La campagne de l’extrême droite française vertement décriée: La Souveraineté de l’Algérie, une ligne rouge
Les relations franco-algériennes traversent une nouvelle période de turbulence, marquée par des tensions diplomatiques croissantes sur fond d’une montée des discours algéro-phobes de l’extrême droite française. Pour le spécialiste des relations internationales Gamal Abina, la persistance de ces tensions trouve sa source dans le rapport problématique que la France entretient avec son histoire coloniale, n’ayant « toujours pas digéré sa défaite » en Algérie. S’exprimant dans l’émission « L’invité du jour » de la radio algérienne, l’expert pointe du doigt l’attitude condescendante persistante de Paris envers Alger, notamment dans son refus de reconnaître pleinement ses crimes coloniaux, une position qui continue d’empoisonner les relations bilatérales 63 ans après l’indépendance. Cette tension s’est particulièrement cristallisée autour des récentes déclarations de Marine Le Pen, présidente du groupe Rassemblement National à l’Assemblée nationale française, qui a provoqué l’indignation en affirmant que la colonisation n’était pas un drame et que l’Algérie aurait pu devenir « la Norvège du Maghreb ». Face à ces propos, Abina rappelle avec force que les infrastructures coloniales ont été construites « par le sang et le dur labeur des ouvriers algériens réduits à l’esclavage », dénonçant une lecture de l’histoire « mythifiée » et déconnectée des travaux des véritables historiens.

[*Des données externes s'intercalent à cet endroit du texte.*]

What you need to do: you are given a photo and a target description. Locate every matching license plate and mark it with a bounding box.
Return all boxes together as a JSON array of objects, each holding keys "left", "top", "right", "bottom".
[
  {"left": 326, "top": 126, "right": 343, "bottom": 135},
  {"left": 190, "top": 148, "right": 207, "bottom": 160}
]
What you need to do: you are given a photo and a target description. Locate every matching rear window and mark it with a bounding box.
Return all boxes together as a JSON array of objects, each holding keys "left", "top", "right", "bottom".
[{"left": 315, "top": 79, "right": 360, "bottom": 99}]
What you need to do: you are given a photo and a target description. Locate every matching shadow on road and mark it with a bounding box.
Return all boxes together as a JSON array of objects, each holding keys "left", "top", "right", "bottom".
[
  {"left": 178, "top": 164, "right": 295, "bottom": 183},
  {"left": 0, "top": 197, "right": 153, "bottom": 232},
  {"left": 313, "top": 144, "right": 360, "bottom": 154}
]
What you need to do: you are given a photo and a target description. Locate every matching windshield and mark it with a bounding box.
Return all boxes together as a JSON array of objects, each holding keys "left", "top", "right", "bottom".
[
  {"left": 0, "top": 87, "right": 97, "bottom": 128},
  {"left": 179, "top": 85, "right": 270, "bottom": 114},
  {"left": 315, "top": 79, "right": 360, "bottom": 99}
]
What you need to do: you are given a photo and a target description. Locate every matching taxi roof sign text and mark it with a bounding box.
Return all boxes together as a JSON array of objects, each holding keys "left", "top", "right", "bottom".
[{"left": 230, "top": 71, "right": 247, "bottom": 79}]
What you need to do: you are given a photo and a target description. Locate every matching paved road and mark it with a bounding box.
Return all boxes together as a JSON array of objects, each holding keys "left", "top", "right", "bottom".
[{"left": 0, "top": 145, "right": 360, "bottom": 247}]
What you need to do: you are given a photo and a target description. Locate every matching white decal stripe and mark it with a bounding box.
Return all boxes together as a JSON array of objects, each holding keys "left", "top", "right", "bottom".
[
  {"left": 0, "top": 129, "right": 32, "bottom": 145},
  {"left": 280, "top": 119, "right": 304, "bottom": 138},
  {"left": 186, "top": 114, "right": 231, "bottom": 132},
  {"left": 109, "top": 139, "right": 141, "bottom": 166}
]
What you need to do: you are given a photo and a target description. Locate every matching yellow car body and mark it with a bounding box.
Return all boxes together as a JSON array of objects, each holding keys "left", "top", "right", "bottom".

La situation s’est encore détériorée avec la multiplication des incidents impliquant des ressortissants algériens dans les aéroports français, révélant selon Abina une volonté délibérée de l’extrême droite de stigmatiser la communauté algérienne. Cette stratégie s’inscrit dans un contexte plus large de crise politique et économique en France, où certains cherchent à faire de l’Algérie et des Algériens les boucs émissaires des difficultés nationales.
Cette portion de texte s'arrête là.